Thursday, August 03, 2006

The idiots are filming themselves! Come see the idiots!

The world is going to hell.

Virginia Heff, in her NY Times blog Screens, profiles LonelyGirl15, a homeschooled teen who passes all the time she's stuck in her bedroom because of domineering parents, making short autobiographical/philosophical video posts (called vlogs, I guess) for the world to see. She just sparked controversy over a tiff between her and her producer/boyfriend danielbeast. Her parents won't let her go hiking. No, wait, her parents do let her go hiking. And so on.

I still remember when blogs were all the controversy: "What, now semiliterate idiots can vomit their meaningless opinions all over the Web?" "What, the vacuum of cyberspace is now filled with musings about how annoying it is when someone eats all the chocolate out of the Neopolitan ice cream?" Meaningless tripe, all of it. I should know. Just look at this page, for god's sake.

Well, I guess the joke's on me--now we don't even need to be sub-sub literate. We can post videos instead.

I'm not particularly talking about Heff's primary subject. Lonelygirl knows enough about lighting and editing to avoid visual incoherence, and although there's only so much depth you can squeeze out of a lazy eye, it does function as a metaphor quite nicely.

But then I made the mistake of looking at some of the responses she got, ranging from the rambling to the snooty to the downright nasty. Look out, web talent scouts. Got your hands full here. Yowza.

Web videos sound great until you start wading through them. It's enough to make me long for the days of scrolls and quill pens. If all this is the stuff replacing books and films that require a few neurons firing, I don't want to be around when they put together 3-D filming techniques. Watching some frat bozo drink beer through a watering can from all possible angles of his living room would just be too depressing.

And the comments. Need I get into the comments? They outweigh the posts by pages, and the videos by hours. And who cares anyway?
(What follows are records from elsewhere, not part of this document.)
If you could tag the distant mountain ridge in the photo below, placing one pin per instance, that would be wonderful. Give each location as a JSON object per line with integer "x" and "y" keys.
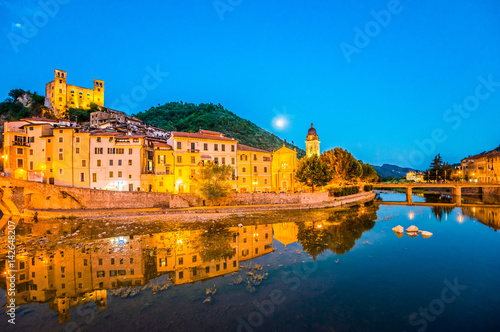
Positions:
{"x": 189, "y": 117}
{"x": 387, "y": 171}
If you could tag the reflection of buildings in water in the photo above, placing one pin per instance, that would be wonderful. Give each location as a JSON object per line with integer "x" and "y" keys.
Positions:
{"x": 488, "y": 216}
{"x": 67, "y": 277}
{"x": 285, "y": 233}
{"x": 339, "y": 232}
{"x": 254, "y": 241}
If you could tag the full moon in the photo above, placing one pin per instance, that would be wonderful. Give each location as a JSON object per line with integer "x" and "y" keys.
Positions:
{"x": 280, "y": 122}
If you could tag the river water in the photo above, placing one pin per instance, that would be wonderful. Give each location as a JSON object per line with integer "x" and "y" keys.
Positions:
{"x": 320, "y": 270}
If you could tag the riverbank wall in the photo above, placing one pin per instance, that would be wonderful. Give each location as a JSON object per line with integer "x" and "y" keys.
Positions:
{"x": 26, "y": 198}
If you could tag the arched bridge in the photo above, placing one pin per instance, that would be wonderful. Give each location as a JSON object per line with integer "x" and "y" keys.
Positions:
{"x": 456, "y": 188}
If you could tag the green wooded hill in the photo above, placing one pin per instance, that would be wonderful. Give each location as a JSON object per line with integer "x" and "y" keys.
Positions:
{"x": 188, "y": 117}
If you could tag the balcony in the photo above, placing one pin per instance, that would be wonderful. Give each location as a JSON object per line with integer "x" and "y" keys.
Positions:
{"x": 16, "y": 130}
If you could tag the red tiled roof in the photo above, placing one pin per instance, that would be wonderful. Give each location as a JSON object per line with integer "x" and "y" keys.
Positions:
{"x": 104, "y": 134}
{"x": 161, "y": 144}
{"x": 40, "y": 119}
{"x": 201, "y": 136}
{"x": 209, "y": 132}
{"x": 249, "y": 148}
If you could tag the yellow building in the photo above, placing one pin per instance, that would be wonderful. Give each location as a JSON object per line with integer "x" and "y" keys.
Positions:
{"x": 193, "y": 148}
{"x": 254, "y": 169}
{"x": 483, "y": 167}
{"x": 284, "y": 164}
{"x": 415, "y": 176}
{"x": 312, "y": 142}
{"x": 68, "y": 157}
{"x": 162, "y": 178}
{"x": 59, "y": 95}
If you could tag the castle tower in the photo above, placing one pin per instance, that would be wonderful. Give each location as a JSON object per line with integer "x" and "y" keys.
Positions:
{"x": 60, "y": 90}
{"x": 99, "y": 92}
{"x": 312, "y": 142}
For example, Rupert Brooke was born on this day, in 1887. If his "The Solider" had had a comment function when first published? "Hey, uh, Rupe, if that's your real name, I just want to say, like, your poem sucks? Um, I liked the extended metaphor of the soil as homeland and everything, but like, you could have said something about American involvement. We totally saved your asses. Wilson for Winners in '16!"

In my own effort to contribute to the Web's detritus, let me pose what the volume of empty-headedness of 75% of youtube's content says about the direction of our media culture? That it's easier and easier to find your own voice because of the ease of access to all these nifty tools? Or that it's going to be harder for anyone to be heard fighting against the cacophony of crap cluttering up the bandwidth anymore?
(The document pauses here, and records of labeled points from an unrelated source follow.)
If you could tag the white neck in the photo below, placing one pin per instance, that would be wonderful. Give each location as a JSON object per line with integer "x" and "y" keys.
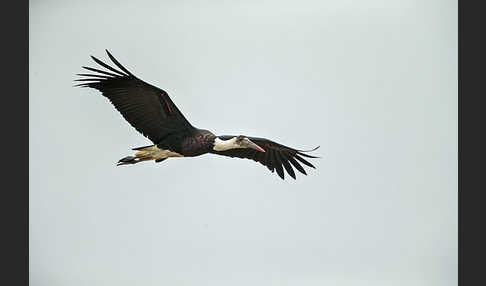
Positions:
{"x": 223, "y": 145}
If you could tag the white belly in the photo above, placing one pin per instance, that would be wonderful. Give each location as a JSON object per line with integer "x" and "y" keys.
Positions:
{"x": 155, "y": 153}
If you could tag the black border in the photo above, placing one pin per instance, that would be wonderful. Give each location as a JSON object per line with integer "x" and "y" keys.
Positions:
{"x": 15, "y": 118}
{"x": 471, "y": 143}
{"x": 15, "y": 142}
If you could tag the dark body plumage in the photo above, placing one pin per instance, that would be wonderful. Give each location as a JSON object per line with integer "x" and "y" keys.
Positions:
{"x": 151, "y": 111}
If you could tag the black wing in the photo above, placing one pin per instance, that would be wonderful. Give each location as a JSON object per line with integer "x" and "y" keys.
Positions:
{"x": 147, "y": 108}
{"x": 276, "y": 156}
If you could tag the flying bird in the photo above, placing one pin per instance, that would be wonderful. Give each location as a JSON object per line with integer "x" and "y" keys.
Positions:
{"x": 152, "y": 112}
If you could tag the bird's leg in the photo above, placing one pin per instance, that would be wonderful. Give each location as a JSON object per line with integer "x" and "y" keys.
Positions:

The world is, like, so going to hell.

Well, maybe I'll be proven wrong. I doubt it--I rarely am. But maybe video publishing will unearth a new generation of thought-provoking, challenging media for the world to consume. Of course it will, because I am so getting a vid camera! With an appropriately shaded nook in my classroom and enough interesting lesson plans, I could...get myself fired.
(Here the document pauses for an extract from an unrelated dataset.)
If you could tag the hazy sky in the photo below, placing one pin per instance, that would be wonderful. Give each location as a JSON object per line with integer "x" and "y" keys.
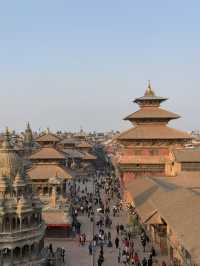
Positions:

Just realized, folks--before I noticed, I'd spent forty minutes looking at a bunch of posts about a teen girl on camera. All because of a NY Times article. Which won't do me any good. Thanks to our beloved president and the Patriot Act, right now my ISP is on record at having drooled over adolescent video blogs. Send me cigarettes when they send me to the Pen.

2 comments:

otas said...

I agree, for a first time, the world's gone mad.

Anonymous said...

You mean to say, "The world's, like, so going mad, you know? Oh, fuck it. Anybody got a light?"